Otherwise the redeployed node will be up and running, but requests for content will fail.
Linux deployment command parameters
Parameter | Description |
---|---|
-customerid |
The unique ID for your Connected Cache Azure resource. This is available in the Azure portal on the Overview page. |
-cachenodeid |
The unique ID for your Connected Cache node. This is available in the Azure portal on the Cache Node Management page. |
-customerkey |
The unique customer key for your Connected Cache Azure resource. This is available in the Azure portal on the Cache Node Configuration page. |
-registrationkey |
The unique registration key for your Connected Cache node. This is available in the Azure portal on the Cache Node Configuration page. This registration key will be refreshed after each successful deployment attempt of this cache node. |
-drivepathandsizeingb |
The drive path and amount of storage that the cache node will use.

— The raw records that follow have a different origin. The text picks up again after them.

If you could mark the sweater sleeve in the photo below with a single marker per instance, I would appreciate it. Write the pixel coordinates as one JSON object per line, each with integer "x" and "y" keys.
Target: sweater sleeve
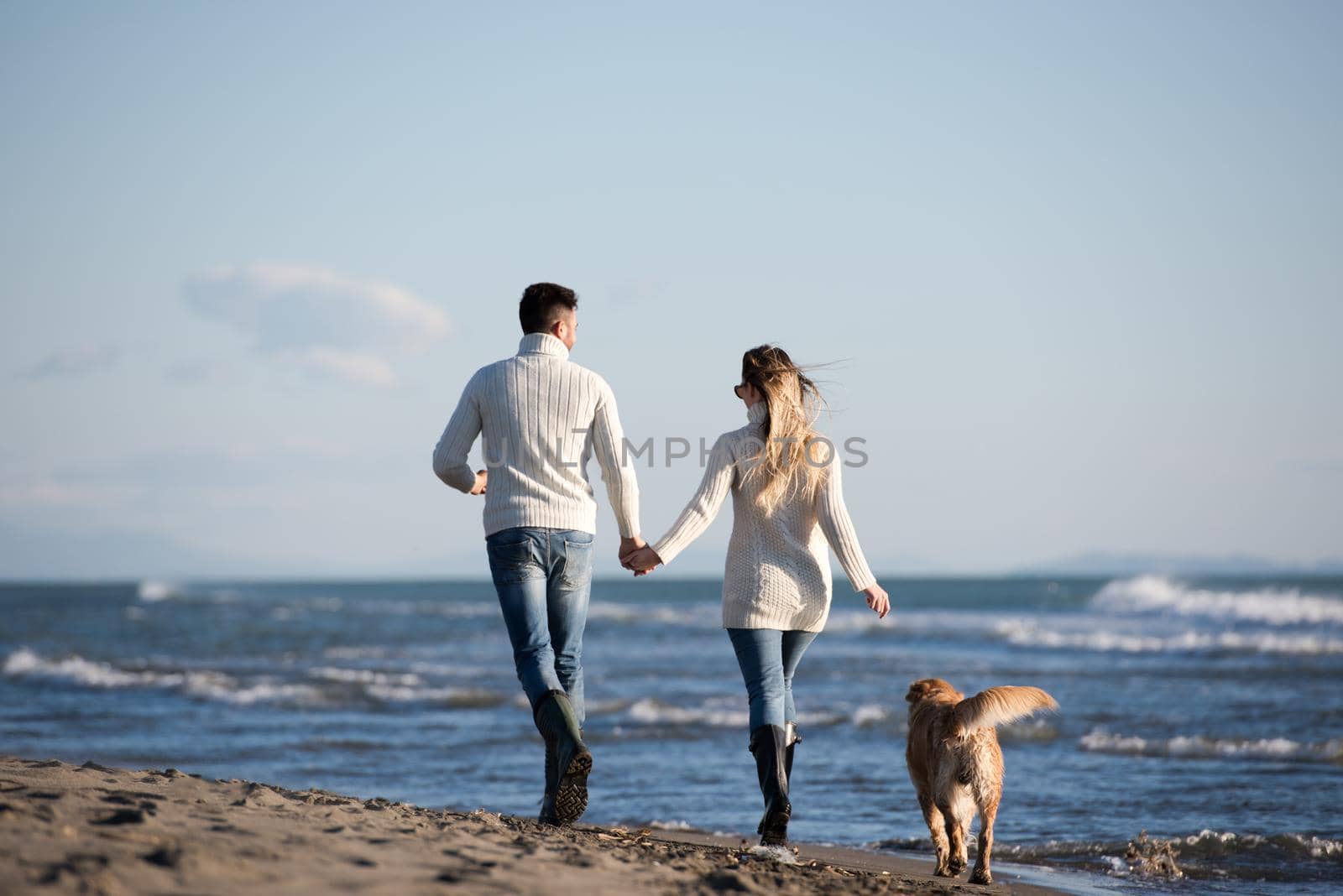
{"x": 839, "y": 530}
{"x": 704, "y": 506}
{"x": 456, "y": 443}
{"x": 617, "y": 470}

This should be formatted as "<PATH>,<SIZE>" , where <PATH> is the desired drive path and <SIZE> is the desired size of the cache node in GB. You can specify multiple drives using "<PATH1>,<SIZE1>,<PATH2><SIZE2>..." |
-rebootBypass |
If set to $true , the Connected Cache installation process won't check for pending reboot on the host machine. This is optional and defaults to $false . |
-shouldUseProxy |
If set to $true , the deployed cache node communicates through your proxy server. This is optional and defaults to $false . |
-proxyurl |
The URL of the proxy server for the cache node use. This is optional and only needed if you're using a proxy server. For example, -proxyurl "http://proxy.example.com:8080" . |
-proxytlscertificatepath |
The path of the proxy certificate file in PEM format. This is optional and only needed if you're using a TLS-inspecting proxy. For example, -proxytlscertificatepath="/path/to/pem/file" . |
Steps to point Windows client devices at Connected Cache node
Once you have successfully deployed Connected Cache to your Linux host machine, you need to configure your Windows client devices to request Microsoft content from the Connected Cache node.
You can do this by setting the DOCacheHost or DOCacheHostSource policies via Intune.